When Ms. Lee told her pastor, Richard Allen, that she felt called to preach, he responded that "our Discipline knew nothing at all about it-- it did not call for women preachers."  Jerena Lee felt a certain relief, but she also "found that a love of souls had in a measure departed from me; that holy energy which burned within me, as a fire, began to be smothered."

Nevertheless, Lee submitted to Rev. Allen and did not try again to preach.  Instead she married, birthed two children, and was widowed.  Eight years after her initial call, she was in church listening to the minister (Rev. Allen, by then a bishop, was also present) when the call came again:
But as [the minister] proceeded to explain [give the sermon], he seemed to have lost the spirit; when in the same instant, I sprang, as by altogether supernatural impulse, to my feet, when I was aided from above to give an exhortation on the very text which my brother Williams had taken. 
I told them I was like Jonah; for it had been then nearly eight years since the Lord had called me to preach his gospel to the fallen sons and daughters of Adam's race, but that I had lingered like him, and delayed to go at the bidding of the Lord, and warn those who are as deeply guilty as were the people of Nineveh. 
During the exhortation, God made manifest his power in a manner sufficient to show the world that I was called to labour according to my ability, and the grace given unto me, in the vineyard of the good husbandman. 
I now sat down, scarcely knowing what I had done, being frightened. I imagined, that for this indecorum, as I feared it might be called, I should be expelled from the church. But instead of this, the Bishop rose up in the assembly, and related that I had called upon him eight years before, asking to be permitted to preach, and that he had put me off; but that he now as much believed that I was called to that work, as any of the preachers present. These remarks greatly strengthened me, so that my fears of having given an offence, and made myself liable as an offender, subsided, giving place to a sweet serenity, a holy joy of a peculiar kind, untasted in my bosom until then.
Leaving her children in the care of her mother and other family members, Ms.

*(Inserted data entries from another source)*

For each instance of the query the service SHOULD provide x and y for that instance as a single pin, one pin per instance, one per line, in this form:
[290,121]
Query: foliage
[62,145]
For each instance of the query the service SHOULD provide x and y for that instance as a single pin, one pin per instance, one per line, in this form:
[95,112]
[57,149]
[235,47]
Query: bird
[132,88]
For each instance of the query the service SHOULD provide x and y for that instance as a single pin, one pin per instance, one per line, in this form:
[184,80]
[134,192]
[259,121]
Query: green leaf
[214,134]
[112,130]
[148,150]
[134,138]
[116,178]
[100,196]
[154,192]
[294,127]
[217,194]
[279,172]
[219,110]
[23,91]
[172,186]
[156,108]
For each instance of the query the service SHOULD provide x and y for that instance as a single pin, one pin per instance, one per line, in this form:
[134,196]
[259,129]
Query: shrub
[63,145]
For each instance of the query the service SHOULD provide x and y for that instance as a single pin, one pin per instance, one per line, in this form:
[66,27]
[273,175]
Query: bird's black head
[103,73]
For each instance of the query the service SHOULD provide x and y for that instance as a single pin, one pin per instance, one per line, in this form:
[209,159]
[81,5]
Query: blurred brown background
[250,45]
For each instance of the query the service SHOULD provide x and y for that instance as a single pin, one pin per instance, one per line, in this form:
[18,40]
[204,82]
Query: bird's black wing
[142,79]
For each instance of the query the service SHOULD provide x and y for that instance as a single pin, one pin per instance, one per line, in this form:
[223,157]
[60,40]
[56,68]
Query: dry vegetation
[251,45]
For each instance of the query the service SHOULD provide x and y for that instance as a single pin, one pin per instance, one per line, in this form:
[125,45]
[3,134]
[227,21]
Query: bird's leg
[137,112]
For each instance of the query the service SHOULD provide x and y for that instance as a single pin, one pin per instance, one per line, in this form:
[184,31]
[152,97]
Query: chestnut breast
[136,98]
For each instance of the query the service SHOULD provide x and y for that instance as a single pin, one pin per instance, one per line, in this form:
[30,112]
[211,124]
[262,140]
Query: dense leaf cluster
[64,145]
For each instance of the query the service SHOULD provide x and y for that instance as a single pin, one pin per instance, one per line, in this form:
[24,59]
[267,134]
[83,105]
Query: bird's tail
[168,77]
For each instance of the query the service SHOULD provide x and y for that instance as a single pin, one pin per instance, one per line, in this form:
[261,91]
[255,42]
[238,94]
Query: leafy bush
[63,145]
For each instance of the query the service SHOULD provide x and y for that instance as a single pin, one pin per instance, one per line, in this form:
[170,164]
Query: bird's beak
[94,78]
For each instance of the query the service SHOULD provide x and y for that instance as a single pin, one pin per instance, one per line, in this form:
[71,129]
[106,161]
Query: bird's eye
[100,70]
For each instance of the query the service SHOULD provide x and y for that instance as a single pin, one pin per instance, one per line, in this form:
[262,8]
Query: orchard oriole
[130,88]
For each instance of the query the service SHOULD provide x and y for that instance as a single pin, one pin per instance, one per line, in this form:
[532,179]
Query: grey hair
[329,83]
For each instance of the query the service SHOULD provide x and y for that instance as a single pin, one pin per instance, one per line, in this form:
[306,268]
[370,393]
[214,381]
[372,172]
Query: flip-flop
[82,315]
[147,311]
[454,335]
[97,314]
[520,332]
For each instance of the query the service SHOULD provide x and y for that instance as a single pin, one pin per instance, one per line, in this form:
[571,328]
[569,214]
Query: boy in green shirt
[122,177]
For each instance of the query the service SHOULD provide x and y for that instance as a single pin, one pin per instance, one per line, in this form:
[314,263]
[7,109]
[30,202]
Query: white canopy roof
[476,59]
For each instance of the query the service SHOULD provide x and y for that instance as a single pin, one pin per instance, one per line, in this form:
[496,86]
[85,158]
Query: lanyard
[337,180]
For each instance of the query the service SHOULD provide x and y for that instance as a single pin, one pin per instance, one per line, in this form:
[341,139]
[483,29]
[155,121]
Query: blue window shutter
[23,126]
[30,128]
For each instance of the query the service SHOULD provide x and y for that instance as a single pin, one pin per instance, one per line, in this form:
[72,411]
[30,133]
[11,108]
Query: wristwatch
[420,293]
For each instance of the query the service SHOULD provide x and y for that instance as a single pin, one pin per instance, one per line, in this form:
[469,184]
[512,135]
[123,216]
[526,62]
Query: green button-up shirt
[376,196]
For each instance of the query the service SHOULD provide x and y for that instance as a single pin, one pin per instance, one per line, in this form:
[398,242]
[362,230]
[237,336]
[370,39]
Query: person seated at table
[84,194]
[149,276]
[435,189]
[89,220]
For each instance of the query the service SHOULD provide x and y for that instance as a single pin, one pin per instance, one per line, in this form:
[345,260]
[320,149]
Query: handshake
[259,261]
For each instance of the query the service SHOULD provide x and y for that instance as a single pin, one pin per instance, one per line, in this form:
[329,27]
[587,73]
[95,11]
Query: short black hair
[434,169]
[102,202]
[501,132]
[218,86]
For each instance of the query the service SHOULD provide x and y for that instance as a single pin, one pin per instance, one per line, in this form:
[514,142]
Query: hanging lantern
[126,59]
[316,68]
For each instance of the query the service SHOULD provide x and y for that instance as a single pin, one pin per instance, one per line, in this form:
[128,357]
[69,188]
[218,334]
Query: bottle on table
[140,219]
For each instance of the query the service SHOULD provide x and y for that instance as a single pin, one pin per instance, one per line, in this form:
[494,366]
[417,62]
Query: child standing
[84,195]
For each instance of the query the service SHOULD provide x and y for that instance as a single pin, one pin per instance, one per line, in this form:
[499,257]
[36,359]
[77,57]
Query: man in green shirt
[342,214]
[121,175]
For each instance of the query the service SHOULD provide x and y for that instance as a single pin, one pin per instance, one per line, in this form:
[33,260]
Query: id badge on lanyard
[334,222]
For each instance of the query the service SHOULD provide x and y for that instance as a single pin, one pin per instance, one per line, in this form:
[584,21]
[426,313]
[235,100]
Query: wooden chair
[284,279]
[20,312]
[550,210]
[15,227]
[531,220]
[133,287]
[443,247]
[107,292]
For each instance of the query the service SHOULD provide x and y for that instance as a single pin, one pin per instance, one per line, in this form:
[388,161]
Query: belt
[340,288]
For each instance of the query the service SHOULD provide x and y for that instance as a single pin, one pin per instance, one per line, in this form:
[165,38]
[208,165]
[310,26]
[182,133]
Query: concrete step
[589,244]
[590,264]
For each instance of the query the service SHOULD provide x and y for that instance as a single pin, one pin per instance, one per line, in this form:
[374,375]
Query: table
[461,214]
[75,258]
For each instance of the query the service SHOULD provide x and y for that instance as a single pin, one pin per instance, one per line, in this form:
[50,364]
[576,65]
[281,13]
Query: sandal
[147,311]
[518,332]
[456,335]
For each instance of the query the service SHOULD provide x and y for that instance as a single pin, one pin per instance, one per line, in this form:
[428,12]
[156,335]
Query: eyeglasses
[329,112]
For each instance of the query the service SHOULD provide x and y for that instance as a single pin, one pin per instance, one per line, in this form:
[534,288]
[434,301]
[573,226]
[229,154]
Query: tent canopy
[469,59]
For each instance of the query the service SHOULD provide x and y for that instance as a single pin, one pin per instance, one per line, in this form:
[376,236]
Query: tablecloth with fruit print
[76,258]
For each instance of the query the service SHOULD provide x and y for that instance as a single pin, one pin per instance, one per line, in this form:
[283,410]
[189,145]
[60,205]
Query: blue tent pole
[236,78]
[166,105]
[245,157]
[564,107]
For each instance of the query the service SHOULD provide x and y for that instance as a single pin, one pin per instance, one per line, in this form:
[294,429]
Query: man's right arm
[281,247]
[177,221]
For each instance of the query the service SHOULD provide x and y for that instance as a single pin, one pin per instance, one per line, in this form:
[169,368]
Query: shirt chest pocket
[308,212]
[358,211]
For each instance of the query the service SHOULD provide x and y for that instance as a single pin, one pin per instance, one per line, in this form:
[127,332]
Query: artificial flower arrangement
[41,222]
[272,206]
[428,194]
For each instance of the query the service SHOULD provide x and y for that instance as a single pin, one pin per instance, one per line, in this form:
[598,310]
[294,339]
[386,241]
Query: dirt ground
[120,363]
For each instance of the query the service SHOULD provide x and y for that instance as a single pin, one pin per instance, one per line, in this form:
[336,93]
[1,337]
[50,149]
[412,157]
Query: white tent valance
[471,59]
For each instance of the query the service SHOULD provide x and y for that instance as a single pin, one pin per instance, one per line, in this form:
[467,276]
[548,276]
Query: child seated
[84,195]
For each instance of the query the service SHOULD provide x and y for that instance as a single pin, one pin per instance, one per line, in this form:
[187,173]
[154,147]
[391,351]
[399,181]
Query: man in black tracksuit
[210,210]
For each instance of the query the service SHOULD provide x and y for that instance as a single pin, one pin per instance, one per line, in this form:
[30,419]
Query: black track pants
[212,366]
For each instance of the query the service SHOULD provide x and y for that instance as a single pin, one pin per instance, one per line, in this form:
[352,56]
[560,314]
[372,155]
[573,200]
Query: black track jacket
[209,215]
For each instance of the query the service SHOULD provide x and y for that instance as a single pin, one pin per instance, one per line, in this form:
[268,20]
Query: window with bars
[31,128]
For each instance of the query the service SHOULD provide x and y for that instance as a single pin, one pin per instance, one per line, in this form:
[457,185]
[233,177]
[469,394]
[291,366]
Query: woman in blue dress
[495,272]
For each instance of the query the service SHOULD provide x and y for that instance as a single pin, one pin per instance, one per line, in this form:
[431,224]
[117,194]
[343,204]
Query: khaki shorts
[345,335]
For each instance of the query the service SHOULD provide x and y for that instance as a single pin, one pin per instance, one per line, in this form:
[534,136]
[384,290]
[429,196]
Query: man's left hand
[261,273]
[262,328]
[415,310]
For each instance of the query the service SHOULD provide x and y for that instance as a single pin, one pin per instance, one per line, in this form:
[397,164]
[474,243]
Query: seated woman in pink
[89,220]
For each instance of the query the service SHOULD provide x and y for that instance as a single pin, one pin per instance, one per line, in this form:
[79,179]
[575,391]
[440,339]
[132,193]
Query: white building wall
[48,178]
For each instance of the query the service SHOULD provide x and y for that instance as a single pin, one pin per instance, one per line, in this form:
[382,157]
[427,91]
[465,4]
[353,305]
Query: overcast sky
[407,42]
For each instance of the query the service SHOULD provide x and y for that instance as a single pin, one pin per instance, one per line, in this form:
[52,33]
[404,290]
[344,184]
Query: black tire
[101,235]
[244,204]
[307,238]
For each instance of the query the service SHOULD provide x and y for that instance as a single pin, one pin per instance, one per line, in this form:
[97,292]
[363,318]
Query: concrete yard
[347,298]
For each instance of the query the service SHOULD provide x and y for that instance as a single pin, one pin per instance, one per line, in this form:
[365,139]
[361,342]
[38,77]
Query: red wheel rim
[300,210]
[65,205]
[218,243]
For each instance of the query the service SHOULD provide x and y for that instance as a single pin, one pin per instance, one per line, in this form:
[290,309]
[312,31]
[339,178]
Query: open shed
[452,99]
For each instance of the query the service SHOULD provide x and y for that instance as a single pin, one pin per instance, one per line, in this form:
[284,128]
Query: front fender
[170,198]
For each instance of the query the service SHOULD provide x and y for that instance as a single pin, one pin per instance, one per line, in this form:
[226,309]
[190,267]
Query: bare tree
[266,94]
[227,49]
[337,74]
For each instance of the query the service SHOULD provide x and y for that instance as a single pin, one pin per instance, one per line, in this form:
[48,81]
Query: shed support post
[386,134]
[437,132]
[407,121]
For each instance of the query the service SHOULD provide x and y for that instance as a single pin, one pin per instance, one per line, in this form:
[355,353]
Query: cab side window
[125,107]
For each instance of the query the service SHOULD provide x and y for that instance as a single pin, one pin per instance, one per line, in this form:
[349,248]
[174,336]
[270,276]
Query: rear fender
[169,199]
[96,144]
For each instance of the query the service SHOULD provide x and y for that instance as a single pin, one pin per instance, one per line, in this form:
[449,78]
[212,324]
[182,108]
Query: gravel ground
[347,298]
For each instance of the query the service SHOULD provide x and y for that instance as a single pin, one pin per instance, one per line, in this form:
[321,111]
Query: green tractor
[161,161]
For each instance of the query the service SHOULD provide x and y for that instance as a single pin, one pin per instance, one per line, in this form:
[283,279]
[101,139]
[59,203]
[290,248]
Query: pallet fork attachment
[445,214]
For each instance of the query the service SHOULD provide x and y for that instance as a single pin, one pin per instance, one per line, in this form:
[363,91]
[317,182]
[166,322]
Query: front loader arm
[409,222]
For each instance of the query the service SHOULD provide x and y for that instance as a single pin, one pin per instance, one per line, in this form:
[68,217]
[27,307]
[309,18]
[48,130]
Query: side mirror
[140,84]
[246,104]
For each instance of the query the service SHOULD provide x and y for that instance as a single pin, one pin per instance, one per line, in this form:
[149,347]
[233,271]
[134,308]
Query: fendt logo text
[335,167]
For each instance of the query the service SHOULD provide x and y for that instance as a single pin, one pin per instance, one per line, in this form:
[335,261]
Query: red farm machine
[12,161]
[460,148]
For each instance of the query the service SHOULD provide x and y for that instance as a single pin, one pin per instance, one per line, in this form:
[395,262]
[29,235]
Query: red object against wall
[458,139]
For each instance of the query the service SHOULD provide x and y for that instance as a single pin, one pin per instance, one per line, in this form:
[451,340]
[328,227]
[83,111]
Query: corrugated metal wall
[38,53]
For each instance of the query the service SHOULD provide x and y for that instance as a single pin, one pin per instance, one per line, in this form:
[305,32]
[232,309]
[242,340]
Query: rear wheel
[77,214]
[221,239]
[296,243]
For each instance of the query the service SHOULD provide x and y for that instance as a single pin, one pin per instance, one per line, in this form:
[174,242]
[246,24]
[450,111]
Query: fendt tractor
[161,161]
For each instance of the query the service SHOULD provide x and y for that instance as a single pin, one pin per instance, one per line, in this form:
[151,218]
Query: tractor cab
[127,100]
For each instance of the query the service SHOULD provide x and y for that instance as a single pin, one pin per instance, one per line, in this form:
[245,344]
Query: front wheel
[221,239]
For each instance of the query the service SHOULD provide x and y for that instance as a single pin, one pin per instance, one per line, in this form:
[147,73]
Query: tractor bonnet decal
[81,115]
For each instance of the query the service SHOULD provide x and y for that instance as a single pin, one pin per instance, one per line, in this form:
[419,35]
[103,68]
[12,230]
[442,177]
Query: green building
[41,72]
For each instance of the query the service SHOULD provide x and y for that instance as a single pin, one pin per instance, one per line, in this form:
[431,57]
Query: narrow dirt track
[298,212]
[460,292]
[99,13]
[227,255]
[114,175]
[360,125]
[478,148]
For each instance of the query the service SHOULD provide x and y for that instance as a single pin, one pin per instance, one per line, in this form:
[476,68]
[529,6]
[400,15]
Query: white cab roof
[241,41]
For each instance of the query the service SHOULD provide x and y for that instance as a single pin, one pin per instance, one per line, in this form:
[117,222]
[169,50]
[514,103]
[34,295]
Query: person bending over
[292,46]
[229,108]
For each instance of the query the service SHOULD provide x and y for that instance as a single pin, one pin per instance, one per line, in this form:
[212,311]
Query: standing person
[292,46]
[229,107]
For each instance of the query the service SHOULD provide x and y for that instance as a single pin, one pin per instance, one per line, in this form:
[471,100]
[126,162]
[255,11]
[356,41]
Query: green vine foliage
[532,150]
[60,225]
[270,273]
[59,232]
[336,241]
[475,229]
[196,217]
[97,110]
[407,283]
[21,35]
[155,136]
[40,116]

Lee began to travel and preach, even going into slaveholding states, where many slaves walked miles to hear her and then walked all night afterwards to return to their plantations before being missed.  Consulting no man and guided only through prayer and the invitations she received, she preached her way across the United States and Canada. Prejudice and resistance to her preaching was overcome by the power of the Holy Spirit over and over again throughout Jerena Lee's preaching career.  Here is one representative example:
L. W., a respectable brother from Chillicothe, had never heard a woman preach, and was much opposed to it. An appointment was given me, and when I went into the desk and commenced reading the hymn to commence the worship, he looked at me a while, then got up and went out and stood until I had nearly got through the hymn, and then he came in, when I asked him to pray for us but he refused. I prayed myself, after which I took my text, and felt much liberty in speaking in the spirit indeed. And after meeting he came and shook hands with me in the spirit of a Christian, and next day he came and confessed to me his prejudices had been so great, so much like his father, that he could not unite with me, but now he believed that God, was no respecter of persons, and that a woman as well as a man, when called of God, had a right to preach. He afterwards became a licensed preacher, and we parted in peace.
Lee's autobiography also details her arguments justifying her calling:
O how careful ought we to be, lest through our by-laws of church government and discipline, we bring into disrepute even the word of life. For as unseemly as it may appear now-a-days for a woman to preach, it should be remembered that nothing is impossible with God. And why should it be thought impossible, heterodox, or improper for a woman to preach? seeing the Saviour died for the woman as well as for the man. 
If the man may preach, because the Saviour died for him, why not the woman? seeing he died for her also. Is he not a whole Saviour, instead of a half one? as those who hold it wrong for a woman to preach, would seem to make it appear. 
Did not Mary first preach the risen Saviour, and is not the doctrine of the resurrection the very climax of Christianity - hangs not all our hope on this, as argued by St Paul? Then did not Mary, a woman, preach the gospel? for she preached the resurrection of the crucified son of God. . .
If then, to preach the gospel, by the gift of heaven, comes by inspiration solely, is God straitened: must he take the man exclusively? May he not, did he not, and can he not inspire a female to preach the simple story of the birth, life, death, and resurrection of our Lord, and accompany it too with power to the sinner's heart. As for me, I am fully persuaded that the Lord called me to labor according to what I have received, in his vineyard. If he has not, how could he consistently hear testimony in favor of my poor labors, in awakening and converting sinners?
Jerena Lee disappeared from public life at the age of 66, having ended her preaching career and completed and published her autobiography.  The date and place of her death are unknown.  But I can't help thinking of Acts 10:9-48, where Peter was shown in a vision that his understanding of God's work had been too limited, and that he must not call the Gentiles unclean or refuse to associate with them, for God's Spirit could fall on them as well as on Jews.  Peter had to let the evidence of the power of the Spirit overcome his understanding of the "biblical" way he thought things were supposed to work.  He couldn't deny that despite what looked like the "plain meaning" of the Scriptures that only Jews could be God's people, the Spirit of God had fallen on a bunch of uncircumcised Gentiles.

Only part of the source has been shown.